Pen had originally intended to set off in February 2008 but his departure
date was delayed to complete additional technical and scientific work
to ensure the project will deliver the most comprehensive range of observations
and value to the scientific community.
|
|
| Polar bears |
Catlin Arctic Survey |
This pioneering survey, which starts in February 2009, is a collaboration
with leading scientists to help them more accurately assess the state
of the rapidly receding Arctic sea ice in a fragile region already affected
by climate change.
Current estimates as to how long ice will be a year-round feature around
the North Pole vary considerably, with scientific predictions ranging
between five and 100 years. More accurate data, measured at the surface
itself, is essential if scientists and decision-makers are to fully
anticipate the potentially devastating impacts of near total sea ice
loss each summer on millions of people across the world.

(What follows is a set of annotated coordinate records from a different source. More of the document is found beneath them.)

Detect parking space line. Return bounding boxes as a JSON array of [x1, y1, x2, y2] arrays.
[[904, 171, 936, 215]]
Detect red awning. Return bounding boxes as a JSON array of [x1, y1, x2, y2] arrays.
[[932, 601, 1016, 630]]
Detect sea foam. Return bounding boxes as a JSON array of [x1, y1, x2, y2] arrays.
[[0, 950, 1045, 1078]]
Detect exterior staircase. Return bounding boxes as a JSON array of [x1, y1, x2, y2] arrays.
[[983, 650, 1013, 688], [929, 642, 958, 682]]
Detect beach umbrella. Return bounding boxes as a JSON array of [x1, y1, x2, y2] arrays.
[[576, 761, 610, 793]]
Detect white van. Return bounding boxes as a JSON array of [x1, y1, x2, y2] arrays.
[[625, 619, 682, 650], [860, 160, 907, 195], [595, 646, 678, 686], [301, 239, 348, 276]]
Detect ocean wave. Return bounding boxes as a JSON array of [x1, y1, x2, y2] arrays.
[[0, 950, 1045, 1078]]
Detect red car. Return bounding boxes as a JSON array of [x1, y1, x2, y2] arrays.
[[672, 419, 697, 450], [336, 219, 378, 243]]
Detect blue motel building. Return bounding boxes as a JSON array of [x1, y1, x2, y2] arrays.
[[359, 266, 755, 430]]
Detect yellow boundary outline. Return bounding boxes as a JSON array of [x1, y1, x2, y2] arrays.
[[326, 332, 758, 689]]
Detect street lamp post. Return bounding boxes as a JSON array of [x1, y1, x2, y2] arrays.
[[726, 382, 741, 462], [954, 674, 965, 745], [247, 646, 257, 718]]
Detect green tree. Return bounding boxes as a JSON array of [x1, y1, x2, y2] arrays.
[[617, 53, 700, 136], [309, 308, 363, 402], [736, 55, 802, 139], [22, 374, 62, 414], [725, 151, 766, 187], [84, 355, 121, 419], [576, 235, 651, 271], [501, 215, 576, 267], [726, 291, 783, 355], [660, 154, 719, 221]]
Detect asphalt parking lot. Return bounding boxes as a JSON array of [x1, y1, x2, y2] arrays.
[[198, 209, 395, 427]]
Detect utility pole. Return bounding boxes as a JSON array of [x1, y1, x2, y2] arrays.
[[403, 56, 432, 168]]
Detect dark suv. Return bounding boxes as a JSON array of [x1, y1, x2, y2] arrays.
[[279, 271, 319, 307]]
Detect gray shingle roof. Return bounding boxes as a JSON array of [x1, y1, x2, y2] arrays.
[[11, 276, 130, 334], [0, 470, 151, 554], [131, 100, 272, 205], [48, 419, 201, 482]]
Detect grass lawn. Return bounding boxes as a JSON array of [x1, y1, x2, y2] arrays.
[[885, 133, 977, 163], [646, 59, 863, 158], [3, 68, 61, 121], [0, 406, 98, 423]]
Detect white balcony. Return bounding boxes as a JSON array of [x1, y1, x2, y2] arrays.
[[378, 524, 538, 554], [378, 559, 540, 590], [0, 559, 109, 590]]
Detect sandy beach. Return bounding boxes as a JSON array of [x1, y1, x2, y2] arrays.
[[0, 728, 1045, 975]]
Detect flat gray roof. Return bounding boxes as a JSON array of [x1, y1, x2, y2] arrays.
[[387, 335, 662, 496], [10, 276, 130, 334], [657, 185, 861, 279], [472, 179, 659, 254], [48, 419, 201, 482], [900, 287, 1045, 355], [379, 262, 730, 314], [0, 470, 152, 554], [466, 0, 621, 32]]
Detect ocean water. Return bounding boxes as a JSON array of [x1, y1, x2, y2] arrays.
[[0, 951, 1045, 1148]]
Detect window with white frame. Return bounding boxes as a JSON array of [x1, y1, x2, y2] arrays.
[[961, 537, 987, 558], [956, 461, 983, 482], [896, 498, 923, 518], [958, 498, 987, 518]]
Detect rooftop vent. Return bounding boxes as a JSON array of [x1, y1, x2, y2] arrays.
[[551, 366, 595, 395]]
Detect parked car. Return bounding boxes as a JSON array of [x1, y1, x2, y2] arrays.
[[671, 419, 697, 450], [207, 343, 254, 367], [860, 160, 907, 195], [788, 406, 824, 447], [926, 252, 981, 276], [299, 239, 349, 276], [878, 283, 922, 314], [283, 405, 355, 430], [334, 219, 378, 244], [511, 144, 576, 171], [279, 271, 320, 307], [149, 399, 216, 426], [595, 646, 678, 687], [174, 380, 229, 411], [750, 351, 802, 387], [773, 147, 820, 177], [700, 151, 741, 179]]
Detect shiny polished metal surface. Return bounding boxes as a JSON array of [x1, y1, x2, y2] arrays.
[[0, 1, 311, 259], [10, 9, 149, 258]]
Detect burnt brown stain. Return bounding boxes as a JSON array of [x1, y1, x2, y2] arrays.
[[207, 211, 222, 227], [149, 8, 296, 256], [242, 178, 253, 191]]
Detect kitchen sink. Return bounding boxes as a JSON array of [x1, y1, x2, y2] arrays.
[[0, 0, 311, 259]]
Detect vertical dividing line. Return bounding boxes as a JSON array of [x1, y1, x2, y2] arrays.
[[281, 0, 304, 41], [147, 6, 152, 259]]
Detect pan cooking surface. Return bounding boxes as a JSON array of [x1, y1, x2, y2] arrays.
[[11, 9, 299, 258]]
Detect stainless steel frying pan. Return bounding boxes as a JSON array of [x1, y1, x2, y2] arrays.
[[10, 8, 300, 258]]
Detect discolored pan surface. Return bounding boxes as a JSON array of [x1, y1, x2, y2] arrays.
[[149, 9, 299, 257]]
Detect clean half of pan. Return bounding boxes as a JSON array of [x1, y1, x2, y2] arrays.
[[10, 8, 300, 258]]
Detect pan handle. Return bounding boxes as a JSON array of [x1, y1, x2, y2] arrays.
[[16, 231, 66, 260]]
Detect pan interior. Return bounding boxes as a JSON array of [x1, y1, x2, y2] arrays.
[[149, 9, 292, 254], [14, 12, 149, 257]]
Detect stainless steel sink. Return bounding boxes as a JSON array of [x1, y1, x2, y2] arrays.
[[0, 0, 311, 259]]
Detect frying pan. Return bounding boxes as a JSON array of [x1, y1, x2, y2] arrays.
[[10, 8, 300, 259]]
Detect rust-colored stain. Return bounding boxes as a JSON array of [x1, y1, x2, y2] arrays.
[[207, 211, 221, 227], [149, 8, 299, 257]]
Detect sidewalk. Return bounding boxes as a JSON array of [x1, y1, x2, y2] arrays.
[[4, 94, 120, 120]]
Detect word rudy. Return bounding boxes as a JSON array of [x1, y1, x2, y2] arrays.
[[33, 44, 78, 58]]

The project, Catlin Arctic Survey, has amassed substantial financial
backing for the £3m survey despite the gloom currently surrounding the
world economy and has secured support from UNEP (United Nations Environment
Programme), WWF International and the Royal patronage of HRH The Prince
of Wales. Hadow and his technical team have developed new equipment
specifically designed for the project, including an ice-penetrating
radar and a data uplink system to transmit its findings to scientists
direct from the ice via satellite.
On completion of the scientific project, the findings will be made
available to inform international decision-makers gathering at the United
Nations Climate Change Conference of Parties, at Copenhagen, in 2009.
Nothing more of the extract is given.